Robert Swan is getting his revenge.

Since being ousted by the White House from his seat on the National Credit Union Administration board, Mr. Swan has won the attention of Congress and the industry with serious allegations about the way NCUA Chairman Norman E. D'Amours runs the agency.

Mr. Swan is suing the administration, charging he should not have been discharged until his successor was confirmed by the Senate. His lawsuit is about more than trying to get his job back, however. Mr. Swan said he wants to put his accusations of a "totally out of hand" NCUA chairman on the record.
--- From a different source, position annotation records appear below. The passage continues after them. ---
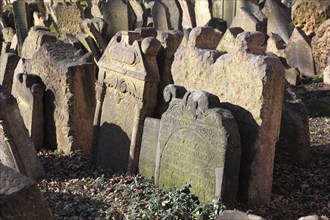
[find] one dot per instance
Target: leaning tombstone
(69, 98)
(198, 144)
(16, 148)
(299, 53)
(28, 89)
(240, 73)
(126, 94)
(20, 197)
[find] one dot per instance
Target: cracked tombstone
(240, 73)
(127, 83)
(69, 98)
(16, 148)
(198, 143)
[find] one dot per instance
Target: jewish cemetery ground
(165, 109)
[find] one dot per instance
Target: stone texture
(16, 148)
(310, 14)
(28, 89)
(8, 64)
(321, 47)
(37, 36)
(69, 100)
(279, 19)
(238, 74)
(68, 18)
(294, 136)
(126, 94)
(147, 161)
(21, 197)
(299, 53)
(198, 144)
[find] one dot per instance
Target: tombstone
(69, 98)
(21, 197)
(16, 148)
(279, 19)
(202, 12)
(299, 53)
(188, 14)
(28, 89)
(250, 22)
(198, 144)
(170, 41)
(22, 21)
(294, 136)
(309, 15)
(321, 47)
(68, 18)
(227, 10)
(245, 71)
(227, 42)
(119, 16)
(37, 36)
(8, 64)
(126, 94)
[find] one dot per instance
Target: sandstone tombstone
(299, 53)
(126, 94)
(198, 144)
(321, 47)
(21, 197)
(16, 148)
(69, 98)
(8, 64)
(279, 19)
(240, 73)
(28, 89)
(119, 16)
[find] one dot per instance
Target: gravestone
(8, 64)
(69, 98)
(202, 12)
(119, 16)
(299, 53)
(198, 144)
(126, 94)
(16, 148)
(21, 197)
(23, 21)
(37, 36)
(28, 89)
(68, 17)
(240, 73)
(279, 19)
(321, 47)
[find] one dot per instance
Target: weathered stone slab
(245, 71)
(279, 19)
(21, 197)
(68, 18)
(310, 14)
(28, 89)
(16, 148)
(8, 64)
(69, 98)
(22, 21)
(299, 53)
(147, 161)
(37, 36)
(321, 47)
(119, 16)
(127, 83)
(202, 12)
(198, 144)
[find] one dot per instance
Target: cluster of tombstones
(202, 105)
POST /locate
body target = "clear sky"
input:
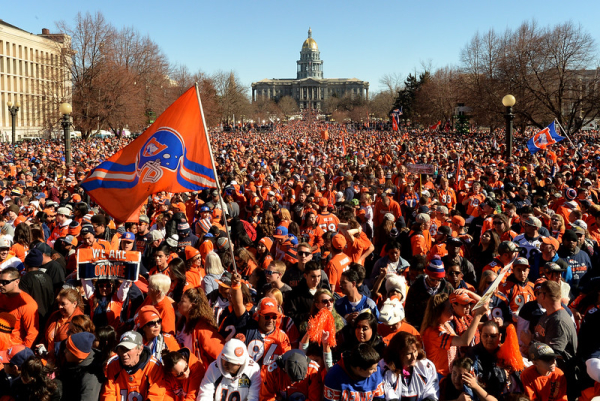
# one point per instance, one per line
(262, 38)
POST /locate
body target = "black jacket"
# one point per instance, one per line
(82, 381)
(417, 297)
(299, 302)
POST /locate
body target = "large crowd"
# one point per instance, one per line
(324, 267)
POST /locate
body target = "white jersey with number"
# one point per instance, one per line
(422, 384)
(217, 386)
(528, 247)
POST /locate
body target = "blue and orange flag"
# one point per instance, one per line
(396, 113)
(172, 155)
(543, 139)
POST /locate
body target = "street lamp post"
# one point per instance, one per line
(509, 101)
(13, 109)
(65, 110)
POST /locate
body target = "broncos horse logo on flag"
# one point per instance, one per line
(161, 154)
(172, 155)
(544, 138)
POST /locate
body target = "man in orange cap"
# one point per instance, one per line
(338, 263)
(265, 341)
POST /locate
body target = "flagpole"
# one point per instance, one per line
(565, 132)
(212, 161)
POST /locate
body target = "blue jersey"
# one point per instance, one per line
(339, 385)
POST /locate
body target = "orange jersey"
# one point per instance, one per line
(166, 311)
(357, 248)
(328, 222)
(315, 237)
(185, 390)
(334, 269)
(24, 309)
(145, 384)
(276, 384)
(386, 334)
(473, 205)
(447, 197)
(437, 342)
(420, 243)
(516, 294)
(552, 387)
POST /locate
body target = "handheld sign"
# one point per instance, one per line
(112, 265)
(421, 168)
(490, 291)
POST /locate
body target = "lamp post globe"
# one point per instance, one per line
(13, 109)
(509, 101)
(66, 109)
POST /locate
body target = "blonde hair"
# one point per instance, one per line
(276, 294)
(213, 264)
(278, 266)
(160, 282)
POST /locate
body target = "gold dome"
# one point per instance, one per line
(311, 44)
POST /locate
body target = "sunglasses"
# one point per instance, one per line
(7, 282)
(187, 367)
(153, 323)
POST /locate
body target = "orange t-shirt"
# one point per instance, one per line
(437, 342)
(386, 333)
(544, 388)
(334, 269)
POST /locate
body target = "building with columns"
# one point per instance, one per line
(33, 75)
(309, 89)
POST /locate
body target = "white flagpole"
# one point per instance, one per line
(212, 161)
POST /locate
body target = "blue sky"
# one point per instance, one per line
(262, 38)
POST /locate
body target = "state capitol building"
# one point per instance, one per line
(309, 89)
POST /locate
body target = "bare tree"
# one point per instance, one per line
(232, 95)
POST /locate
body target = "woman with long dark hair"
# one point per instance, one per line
(197, 329)
(21, 241)
(408, 371)
(179, 284)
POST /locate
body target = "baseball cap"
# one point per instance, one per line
(295, 364)
(461, 298)
(128, 236)
(235, 351)
(435, 268)
(453, 241)
(18, 354)
(507, 246)
(541, 351)
(551, 241)
(392, 311)
(533, 221)
(338, 241)
(268, 306)
(4, 242)
(281, 232)
(146, 314)
(554, 267)
(459, 221)
(131, 339)
(87, 229)
(521, 261)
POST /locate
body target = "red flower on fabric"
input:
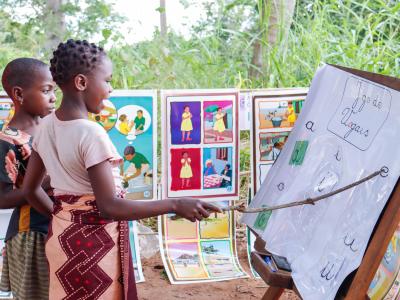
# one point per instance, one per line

"It is important that people in the financial arena are aware that D'Amours is trying to either circumvent or totally eliminate the board's mandated responsibility for setting policy for credit unions," Mr. Swan said in an interview this week. "These things were never intended to be one person's decision - they should be board decisions."

A number of Mr. Swan's allegations were supported by NCUA Vice Chairman Shirlee P. Bowne.

In an interview Wednesday, Mr. D'Amours flatly denied any wrongdoing, declining to elaborate. "I'm not going to get involved in petty name- calling or nit-picking," he said.

Mr. Swan said the NCUA under Mr. D'Amours is a tightly controlled agency where debate is stifled, information is controlled, and the staff answers only to the chairman.

His allegations have compounded problems caused by last year's failure of Capital Corporate Federal Credit Union, which cost 251 credit unions $23 million.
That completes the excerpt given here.